Старик не расслышал вопроса. Он рассеянно поглядел на молодого и ответил, пошамкав губами:
— А я, Санька, всё думаю про тот ярлык, что в Ивановке солдату показывали. Я Пантелею не сказал, бог с ним, а ведь в ярлыке обозначено такое место, что даже баба найдет. Знаешь, какое место? В Богатой Балочке, в том, знаешь, месте, где балка, как гусиная лапка, расходится на три балочки; так в средней.
— Что ж, будешь рыть?
— Попытаю счастья…
— Дед, а что ты станешь делать с кладом, когда найдешь его?
— Я-то? — усмехнулся старик. — Гм!.. Только бы найти, а то… показал бы я всем кузькину мать… Гм!.. Знаю, что делать…

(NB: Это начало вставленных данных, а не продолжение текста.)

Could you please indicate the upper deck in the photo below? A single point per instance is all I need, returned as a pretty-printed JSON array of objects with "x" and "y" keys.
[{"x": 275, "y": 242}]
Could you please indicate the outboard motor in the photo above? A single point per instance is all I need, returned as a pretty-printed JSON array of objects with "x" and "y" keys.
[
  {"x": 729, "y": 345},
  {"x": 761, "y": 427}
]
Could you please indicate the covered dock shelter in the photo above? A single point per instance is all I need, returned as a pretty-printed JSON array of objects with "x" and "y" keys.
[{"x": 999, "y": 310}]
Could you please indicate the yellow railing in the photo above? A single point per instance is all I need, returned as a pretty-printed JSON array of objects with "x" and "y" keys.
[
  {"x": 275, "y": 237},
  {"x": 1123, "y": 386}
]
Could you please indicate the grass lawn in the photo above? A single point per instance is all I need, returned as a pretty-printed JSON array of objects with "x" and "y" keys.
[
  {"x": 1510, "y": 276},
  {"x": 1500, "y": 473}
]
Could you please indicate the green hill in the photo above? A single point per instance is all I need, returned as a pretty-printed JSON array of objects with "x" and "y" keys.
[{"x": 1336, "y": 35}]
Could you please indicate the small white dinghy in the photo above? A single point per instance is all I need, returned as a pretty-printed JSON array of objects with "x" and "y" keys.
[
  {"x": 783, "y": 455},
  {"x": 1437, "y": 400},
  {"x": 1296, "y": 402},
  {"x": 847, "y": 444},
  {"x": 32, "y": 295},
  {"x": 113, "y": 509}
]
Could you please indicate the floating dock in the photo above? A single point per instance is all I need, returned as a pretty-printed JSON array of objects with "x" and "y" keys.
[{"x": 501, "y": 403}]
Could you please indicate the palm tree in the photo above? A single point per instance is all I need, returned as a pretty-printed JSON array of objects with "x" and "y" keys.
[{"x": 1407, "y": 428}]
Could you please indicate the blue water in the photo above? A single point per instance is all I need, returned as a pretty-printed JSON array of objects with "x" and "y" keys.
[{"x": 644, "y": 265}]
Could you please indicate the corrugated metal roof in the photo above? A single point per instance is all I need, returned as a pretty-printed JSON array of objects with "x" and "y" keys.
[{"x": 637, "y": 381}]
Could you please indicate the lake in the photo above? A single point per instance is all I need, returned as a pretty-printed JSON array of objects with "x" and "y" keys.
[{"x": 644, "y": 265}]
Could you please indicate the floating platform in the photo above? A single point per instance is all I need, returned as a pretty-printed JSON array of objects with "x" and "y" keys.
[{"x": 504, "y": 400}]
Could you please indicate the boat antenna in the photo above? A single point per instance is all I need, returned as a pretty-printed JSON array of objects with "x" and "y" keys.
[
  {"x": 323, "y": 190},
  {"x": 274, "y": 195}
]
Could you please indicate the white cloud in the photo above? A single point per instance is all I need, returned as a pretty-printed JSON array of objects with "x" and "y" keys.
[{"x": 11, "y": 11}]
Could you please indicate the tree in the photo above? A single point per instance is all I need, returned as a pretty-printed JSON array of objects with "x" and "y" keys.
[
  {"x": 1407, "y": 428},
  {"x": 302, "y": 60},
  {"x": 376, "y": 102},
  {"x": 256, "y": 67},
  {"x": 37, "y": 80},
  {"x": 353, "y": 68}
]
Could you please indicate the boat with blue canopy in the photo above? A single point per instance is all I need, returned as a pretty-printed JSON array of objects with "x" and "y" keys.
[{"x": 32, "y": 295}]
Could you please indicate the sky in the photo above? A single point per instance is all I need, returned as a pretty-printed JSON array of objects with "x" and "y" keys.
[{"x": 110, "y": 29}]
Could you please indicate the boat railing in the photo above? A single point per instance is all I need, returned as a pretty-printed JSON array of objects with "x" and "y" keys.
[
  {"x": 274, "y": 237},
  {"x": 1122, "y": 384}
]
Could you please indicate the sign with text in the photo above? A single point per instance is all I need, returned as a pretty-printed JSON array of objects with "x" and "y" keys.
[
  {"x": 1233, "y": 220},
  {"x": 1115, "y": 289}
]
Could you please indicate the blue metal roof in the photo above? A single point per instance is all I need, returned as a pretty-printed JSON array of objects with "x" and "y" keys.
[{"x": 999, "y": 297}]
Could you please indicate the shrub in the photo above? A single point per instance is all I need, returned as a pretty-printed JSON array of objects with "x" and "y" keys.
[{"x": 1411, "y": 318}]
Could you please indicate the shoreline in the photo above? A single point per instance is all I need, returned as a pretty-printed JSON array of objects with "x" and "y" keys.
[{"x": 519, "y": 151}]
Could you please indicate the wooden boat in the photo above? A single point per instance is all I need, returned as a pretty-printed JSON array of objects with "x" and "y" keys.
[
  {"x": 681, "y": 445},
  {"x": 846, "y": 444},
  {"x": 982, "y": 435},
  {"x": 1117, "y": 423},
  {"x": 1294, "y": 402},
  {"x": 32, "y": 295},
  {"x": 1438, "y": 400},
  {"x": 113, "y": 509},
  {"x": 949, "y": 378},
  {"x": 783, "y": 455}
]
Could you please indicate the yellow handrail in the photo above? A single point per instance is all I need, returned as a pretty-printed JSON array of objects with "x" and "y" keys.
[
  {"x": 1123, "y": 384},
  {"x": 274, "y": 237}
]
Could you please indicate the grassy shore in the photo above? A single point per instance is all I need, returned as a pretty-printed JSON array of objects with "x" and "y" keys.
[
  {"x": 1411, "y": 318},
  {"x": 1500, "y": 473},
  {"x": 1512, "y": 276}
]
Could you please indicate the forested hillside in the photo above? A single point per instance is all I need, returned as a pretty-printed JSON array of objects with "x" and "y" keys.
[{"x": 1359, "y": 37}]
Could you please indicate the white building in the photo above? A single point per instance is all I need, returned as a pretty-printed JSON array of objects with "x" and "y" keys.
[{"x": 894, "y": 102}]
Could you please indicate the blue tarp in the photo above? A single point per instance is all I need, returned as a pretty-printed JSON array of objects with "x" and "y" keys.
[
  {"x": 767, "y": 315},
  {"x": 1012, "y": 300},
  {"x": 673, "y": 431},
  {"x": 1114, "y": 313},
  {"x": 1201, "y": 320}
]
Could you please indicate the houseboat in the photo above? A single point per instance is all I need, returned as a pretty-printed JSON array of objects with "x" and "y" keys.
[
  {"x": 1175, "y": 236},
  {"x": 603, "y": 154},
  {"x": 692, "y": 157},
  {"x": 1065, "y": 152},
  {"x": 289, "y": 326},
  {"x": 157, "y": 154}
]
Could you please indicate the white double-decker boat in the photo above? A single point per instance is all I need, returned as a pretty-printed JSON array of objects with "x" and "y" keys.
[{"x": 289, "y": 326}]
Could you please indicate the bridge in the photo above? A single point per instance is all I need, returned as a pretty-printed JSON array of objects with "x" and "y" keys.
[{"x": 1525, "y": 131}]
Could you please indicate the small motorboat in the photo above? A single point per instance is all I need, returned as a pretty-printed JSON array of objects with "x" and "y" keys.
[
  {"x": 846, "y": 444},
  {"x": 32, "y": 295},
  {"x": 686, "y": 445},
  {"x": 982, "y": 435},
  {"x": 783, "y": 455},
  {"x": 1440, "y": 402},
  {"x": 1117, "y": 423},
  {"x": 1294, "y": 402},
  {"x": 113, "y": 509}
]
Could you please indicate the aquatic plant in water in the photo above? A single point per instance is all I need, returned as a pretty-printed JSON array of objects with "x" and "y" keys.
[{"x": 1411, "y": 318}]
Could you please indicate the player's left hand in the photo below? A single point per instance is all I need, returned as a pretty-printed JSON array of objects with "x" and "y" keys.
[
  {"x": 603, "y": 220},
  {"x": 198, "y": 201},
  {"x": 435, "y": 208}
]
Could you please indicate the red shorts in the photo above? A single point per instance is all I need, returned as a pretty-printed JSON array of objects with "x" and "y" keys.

И старик не сумел ответить, что он будет делать с кладом, если найдет его. За всю жизнь этот вопрос представился ему в это утро, вероятно, впервые, а судя по выражению лица, легкомысленному и безразличному, не казался ему важным и достойным размышления. В голове Саньки копошилось еще одно недоумение: почему клады ищут только старики и к чему сдалось земное счастье людям, которые каждый день могут умереть от старости? Но недоумение это Санька не умел вылить в вопрос, да едва ли бы старик нашел, что ответить ему.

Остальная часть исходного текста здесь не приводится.